The Landscapes of Loss exhibition is the result of a study by Dr Lisa Taylor, principal lecturer in cultural studies and humanities at Leeds Beckett, University, who has spent the last seven months gathering the memories and experiences of Bailiff Bridge residents and former workers of Firth’s Carpets.
It will open for a private viewing for participants on Thursday, July 14 before opening to the public on July 15, running until the end of October.
A website to accompany the exhibition is also in the process of being built, using images and stories from the project.
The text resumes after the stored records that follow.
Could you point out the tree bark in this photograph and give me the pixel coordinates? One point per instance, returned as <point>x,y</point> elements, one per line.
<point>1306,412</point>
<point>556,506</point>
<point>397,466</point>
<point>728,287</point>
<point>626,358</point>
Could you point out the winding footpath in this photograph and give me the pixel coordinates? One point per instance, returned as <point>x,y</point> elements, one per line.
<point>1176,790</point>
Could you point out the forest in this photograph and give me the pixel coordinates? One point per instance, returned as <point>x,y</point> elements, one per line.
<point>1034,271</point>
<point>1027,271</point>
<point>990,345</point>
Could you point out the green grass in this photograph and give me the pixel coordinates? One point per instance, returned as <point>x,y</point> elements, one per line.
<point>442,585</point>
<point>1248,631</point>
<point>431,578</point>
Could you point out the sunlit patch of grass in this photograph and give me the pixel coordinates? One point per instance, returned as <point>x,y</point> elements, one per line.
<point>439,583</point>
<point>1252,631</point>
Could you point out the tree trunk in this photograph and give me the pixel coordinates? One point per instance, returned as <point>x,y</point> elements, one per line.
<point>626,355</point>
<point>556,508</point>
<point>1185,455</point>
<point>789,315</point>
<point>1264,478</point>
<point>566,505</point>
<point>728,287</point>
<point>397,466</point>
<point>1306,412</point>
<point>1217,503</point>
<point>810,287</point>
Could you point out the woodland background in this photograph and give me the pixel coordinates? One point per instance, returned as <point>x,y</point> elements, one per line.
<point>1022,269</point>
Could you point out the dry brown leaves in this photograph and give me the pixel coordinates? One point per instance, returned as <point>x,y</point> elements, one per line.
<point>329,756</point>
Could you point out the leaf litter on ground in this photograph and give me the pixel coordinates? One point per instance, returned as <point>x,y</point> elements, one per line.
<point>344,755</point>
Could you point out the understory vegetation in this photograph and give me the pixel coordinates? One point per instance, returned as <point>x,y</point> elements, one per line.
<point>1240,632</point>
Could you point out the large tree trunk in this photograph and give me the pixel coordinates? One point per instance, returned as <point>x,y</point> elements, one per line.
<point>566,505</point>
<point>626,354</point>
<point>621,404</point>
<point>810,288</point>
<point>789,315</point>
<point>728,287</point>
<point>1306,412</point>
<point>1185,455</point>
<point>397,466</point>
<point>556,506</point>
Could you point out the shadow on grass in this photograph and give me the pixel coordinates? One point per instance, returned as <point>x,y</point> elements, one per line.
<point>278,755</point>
Lisa explained: “From my own experience of growing up in Bailiff Bridge in the 1970s, there was a great sense of community through the shared experience of setting up life in the mill village and of making carpets.
“The mill was a central physical object for the people and my parents worked there for most of their working lives; its presence in the village crossroads made the possibility of life for the village.
“Clifton Mill was demolished in 2002, leaving an empty space in the heart of Bailiff Bridge. To this day there remains a piece of spare land containing rubble and overgrown weeds.”
Lisa’s research aimed to understand the effect of the demolition of the iconic Mill on the village and community. She invited participants – those who live in Bailiff Bridge, in villages nearby or even who used to live there - to a focus group in Bailiff Bridge, followed by individual ‘walk and talk’ interviews around the village.
During the interviews, the participants shared their memories and discussed their ideas about how they see the town post-demolition.
Lisa added: “People have very fond memories of Firth’s as a paternalistic, generous employer, a company which ‘looked after’ people. Ex-workers say the company was a community - people pulled together to do a good job.”